While I was at it, I also reviewed the Direct Mapping Dcoument. Again,
comments are mine only, not W3C's, as Ivan/Eric are now staff contacts.

Comments, roughly in order of appearance in document

1) Abstract. I'd mention R2RML as one way to do "refinements"

s/more intricate/custom

remove "and a formal" as we don't have that agreed upon yet, but add in
back in when we do.

2) Why do URIs end in "#_?" There is also a problem with how this works in
the IRI construction algorithm, as you can get IRIs
"baseIRIR/table_name#column_name#_". That I'm pretty sure is not a legal
URI, that's a fragid of a fragid. See "Single-column IRI" in 2.2.

3) If we choose to keep the ending with # (thus making it an OK URI for
RDF by W3C TAG and in common RDF style), why is there an extra "_"
underscore added? While these URIs could resolve to text/html, that's
unlikely at best. The extra '_' only makes things more confusing, as
that's not common practice in RDF.

4) Issue (has -vs-slash): While I hope we can preserve ending with "#" and
thus put something else between table_names and column_names (maybe put
the '_' there instead?), let's keep it "example.org/ex#" rather than 
"example.org/ex#_"

5) Issue primary-is-candidate-key: Given that we should keep this
algorithm simple and direct, and the proposed changes try to guess some
things about the structure of the intended RDF, I think we should just
ignore the fact that a primary key is also a candidate key and run the
algorithm over the tables as normal. Then, if people want to do more
complex modelling, they can then use RIF or whatever on top of the
resulting RDF.

6) Issue hier-table-at-risk. See 5).

7) Issue fk-pk-order. Not sure how this should be handled, but my
temptation would be to say see 5)

8) Issue many-to-many-as-repeated properties. Again, see 5)
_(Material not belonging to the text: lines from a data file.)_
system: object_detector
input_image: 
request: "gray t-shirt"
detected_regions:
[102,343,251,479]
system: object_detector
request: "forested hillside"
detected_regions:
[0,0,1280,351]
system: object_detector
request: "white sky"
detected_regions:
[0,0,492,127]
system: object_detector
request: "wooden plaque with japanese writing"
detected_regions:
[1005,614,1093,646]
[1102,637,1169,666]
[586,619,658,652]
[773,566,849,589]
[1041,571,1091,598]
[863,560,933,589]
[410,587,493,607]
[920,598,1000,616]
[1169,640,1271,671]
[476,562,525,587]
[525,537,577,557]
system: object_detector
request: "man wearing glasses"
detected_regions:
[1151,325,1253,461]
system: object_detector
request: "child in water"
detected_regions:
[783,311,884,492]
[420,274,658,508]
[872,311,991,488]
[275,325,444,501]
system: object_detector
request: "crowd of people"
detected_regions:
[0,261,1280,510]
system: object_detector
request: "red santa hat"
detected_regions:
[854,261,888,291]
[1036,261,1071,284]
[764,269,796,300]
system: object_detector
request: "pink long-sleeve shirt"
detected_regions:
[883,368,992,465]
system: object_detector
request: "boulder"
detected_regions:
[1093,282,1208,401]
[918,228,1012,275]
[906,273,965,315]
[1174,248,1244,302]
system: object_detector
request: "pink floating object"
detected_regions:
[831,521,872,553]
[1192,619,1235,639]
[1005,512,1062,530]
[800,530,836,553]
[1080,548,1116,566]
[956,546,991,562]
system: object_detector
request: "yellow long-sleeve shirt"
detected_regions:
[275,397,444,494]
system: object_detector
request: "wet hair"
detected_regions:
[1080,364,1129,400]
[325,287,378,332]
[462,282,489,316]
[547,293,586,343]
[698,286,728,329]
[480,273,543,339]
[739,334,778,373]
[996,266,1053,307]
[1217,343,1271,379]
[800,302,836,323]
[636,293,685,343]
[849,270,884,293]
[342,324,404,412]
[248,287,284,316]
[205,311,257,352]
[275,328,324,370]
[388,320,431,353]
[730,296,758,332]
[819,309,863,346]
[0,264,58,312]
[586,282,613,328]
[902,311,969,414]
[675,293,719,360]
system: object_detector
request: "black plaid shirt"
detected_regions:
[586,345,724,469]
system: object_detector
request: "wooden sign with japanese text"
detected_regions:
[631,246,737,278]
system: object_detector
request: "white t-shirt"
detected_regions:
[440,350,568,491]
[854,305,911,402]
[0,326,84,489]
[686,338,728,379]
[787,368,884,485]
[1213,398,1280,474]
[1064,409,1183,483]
9) Issue formalism-model: This has been quite the debate, and I think we
should de-link the semantics from both Direct Mapping and R2RML, and put
them in a separate document. Second, I think a stringent requirement on
any formalism should be able of handing both Direct Mapping and R2RML, as
otherwise we have the situation where possibly incompatible semantics
model two different docs. I haven't seen a candidate that does scale to
both R2RML and direct mapping.

More on motherhood and apple-pie, but formal semantics in general has to
involve an interpretation function from some formal definition of syntax
(usually done with a BNF) to a mathematical structure in Tarski-style
semantics (and so constrains infererence) or directly specifies allowed
inferences in proof-theoretic (Gentzen) style semantics.

 On a high level, it appears both Section 3 and Section 5 are doing the
same thing, and until I see test-cases that show otherwise, I think
they're basically compatible...whether one likes the functional way
z=f(x,y) or one prefers the rule way f(x,y,z) doesn't really matter.

What it appears that we have in Section 3 is well-defined BNF (i.e. how
people usually define syntax precisely) where the production rules involve
variables whose are derived from the table. While it definitely completely
specifies the problem by virtue of directly specifying what one should
code via a set-theoretic take on some working Scala code, we should not
tell direct implementers on that level of detail.

However, in Section 4 we have some rules in what people would think is
first-order logic (a variant thereof, Datalog). However, without direct
reference to the R2RL semantics, it's not a formal semantics [1].
Therefore, these should be in the same document. Second, functions like
genreateColumnIRI and whatnot should be specified on a more low level,
i.e. give a direct rule for "baseIRI+blah blah+#" in form of a string
concat construction.

So, something that involves more precise instructions that Section 4 but
not as precise as Section 3 is what is needed.

I think that the best reason for a formal semantics should be to help
implementers, and giving the implementers a finite list of functions or
rules they have to check they implement is a good way to do it. These
descriptions should be precise when necessary, but also allow variation in
coding and be usable across different programming paradigms.

10) We should provide some more guidance on what to do with the Direct
Mapping once you've produced a bunch of RDF from some tables directly. The
general story people were telling was to use RIF/some RDF rule
language/SPARQL to transform them. I think we should tell people about
this option in some way, but leave the specifics to another document
(perhaps a Working Group note with some examples).